"We can not change the outcome, but we can affect the journey."
What is Hospice?
Hospice services provide specialized care for individuals who are facing a life-limiting illness, with the primary goal of improving their quality of life during this challenging time. Hospice care is typically provided in the comfort of the patient's own home, but it can also be offered in hospitals, nursing homes, or dedicated hospice facilities, depending on the individual's needs and preferences.
The main focus of hospice care is to manage the physical symptoms, alleviate pain, and address the emotional, social, and spiritual needs of the patient. A multidisciplinary team of healthcare professionals, including doctors, nurses, social workers, counselors, and volunteers, work collaboratively to provide comprehensive care and support to both the patient and their loved ones.
Here are some key components and services typically associated with hospice care:
Pain and Symptom Management: Hospice care places a strong emphasis on effectively managing pain and other distressing symptoms that may arise from the underlying illness. This involves close monitoring, medication adjustments, and the use of various techniques to ensure optimal comfort for the patient.
Emotional and Psychological Support: The emotional and psychological well-being of the patient and their family members is an essential aspect of hospice care. Hospice teams offer counseling, emotional support, and guidance to help individuals navigate their emotions, cope with grief and loss, and make the most of their remaining time together.
Spiritual and Existential Support: Recognizing that spirituality and personal beliefs play a significant role in end-of-life experiences, hospice care often incorporates spiritual and existential support. Chaplains or spiritual counselors are available to provide guidance, comfort, and help patients and their families find solace in their own belief systems.
Assistance with Activities of Daily Living (ADLs): Hospice care includes support with activities such as bathing, dressing, toileting, and grooming. Skilled caregivers or home health aides are available to provide assistance as needed, allowing patients to maintain their dignity and independence.
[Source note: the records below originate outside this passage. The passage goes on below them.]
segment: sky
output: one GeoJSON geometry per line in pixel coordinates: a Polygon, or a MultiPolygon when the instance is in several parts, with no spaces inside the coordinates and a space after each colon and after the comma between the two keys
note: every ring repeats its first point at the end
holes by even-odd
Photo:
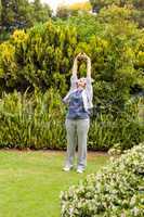
{"type": "Polygon", "coordinates": [[[58,4],[70,4],[75,2],[84,2],[88,0],[41,0],[41,2],[48,3],[54,11],[58,4]]]}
Medication Management: Hospice teams closely monitor medication regimens to ensure that pain is adequately managed, symptoms are controlled, and any potential drug interactions or side effects are addressed promptly. Medication adjustments may be made to maintain optimal comfort and quality of life.
Caregiver Education and Support: Hospice care recognizes the importance of supporting family members and caregivers who play a crucial role in providing day-to-day care. Education and training are provided to caregivers to help them understand the patient's needs, manage symptoms, and provide emotional support. Respite care may also be available to provide temporary relief for caregivers, allowing them time to rest and recharge.
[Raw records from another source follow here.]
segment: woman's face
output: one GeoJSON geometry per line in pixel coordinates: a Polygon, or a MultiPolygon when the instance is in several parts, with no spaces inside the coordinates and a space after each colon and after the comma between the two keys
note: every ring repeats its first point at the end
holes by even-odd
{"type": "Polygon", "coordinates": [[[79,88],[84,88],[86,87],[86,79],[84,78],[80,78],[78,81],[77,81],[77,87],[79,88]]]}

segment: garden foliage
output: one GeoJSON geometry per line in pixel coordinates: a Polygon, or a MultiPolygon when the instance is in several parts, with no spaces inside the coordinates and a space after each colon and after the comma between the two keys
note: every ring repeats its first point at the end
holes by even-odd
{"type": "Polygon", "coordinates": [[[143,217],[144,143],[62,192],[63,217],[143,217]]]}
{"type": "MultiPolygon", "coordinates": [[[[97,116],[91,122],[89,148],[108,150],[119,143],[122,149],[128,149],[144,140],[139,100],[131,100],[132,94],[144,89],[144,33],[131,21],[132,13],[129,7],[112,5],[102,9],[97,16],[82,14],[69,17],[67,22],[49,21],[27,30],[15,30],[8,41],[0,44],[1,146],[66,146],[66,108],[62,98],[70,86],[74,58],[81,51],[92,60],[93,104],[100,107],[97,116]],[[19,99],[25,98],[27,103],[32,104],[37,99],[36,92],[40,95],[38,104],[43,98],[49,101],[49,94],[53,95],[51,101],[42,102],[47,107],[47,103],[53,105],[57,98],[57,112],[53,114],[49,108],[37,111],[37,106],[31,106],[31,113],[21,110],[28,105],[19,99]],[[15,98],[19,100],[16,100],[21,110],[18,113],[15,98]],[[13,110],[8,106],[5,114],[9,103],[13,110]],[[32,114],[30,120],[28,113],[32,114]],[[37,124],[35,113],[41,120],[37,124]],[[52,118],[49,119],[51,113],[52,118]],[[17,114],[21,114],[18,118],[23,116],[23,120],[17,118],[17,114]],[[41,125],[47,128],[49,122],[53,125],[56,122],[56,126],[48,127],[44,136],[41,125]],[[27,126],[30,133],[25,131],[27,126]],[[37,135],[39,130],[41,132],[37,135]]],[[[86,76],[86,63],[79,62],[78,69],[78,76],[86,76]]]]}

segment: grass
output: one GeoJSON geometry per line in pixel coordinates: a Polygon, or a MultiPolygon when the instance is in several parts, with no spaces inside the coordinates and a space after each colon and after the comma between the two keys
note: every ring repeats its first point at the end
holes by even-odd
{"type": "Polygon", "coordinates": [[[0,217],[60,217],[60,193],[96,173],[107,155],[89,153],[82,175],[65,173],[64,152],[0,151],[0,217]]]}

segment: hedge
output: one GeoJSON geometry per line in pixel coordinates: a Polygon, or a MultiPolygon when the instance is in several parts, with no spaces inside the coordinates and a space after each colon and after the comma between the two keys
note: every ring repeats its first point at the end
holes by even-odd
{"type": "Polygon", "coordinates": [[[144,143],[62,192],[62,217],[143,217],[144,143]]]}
Bereavement Support: Hospice care extends support to family members even after the patient's passing. Bereavement services, such as counseling, support groups, and educational resources, are often offered to help individuals navigate the grieving process and find ways to cope with their loss.
Hospice services are designed to promote comfort, dignity, and a sense of peace during the end-of-life journey. The interdisciplinary hospice team works collaboratively to provide holistic care that addresses the physical, emotional, social, and spiritual needs of both the patient and their loved ones.
Our team has compassion and knowledge as well as experience in planning patient care to meet each patient just right.
RN Case Manager
Certified Nursing Assistant
Mi Casa Hospice- San Antonio offers bereavement support from the time of admission up to 13 months after your loved one's death. Bereavement services include:
Assessing strengths, bereavement risk, and any concerns or needs related to grief and loss.
Providing basic grief information and support through:
Written materials, such as cards, letters, mailings, emails and other resources.
Individual contacts, such as monthly phone calls and in-person visits.
Commemorative activities, including Time of Remembrance.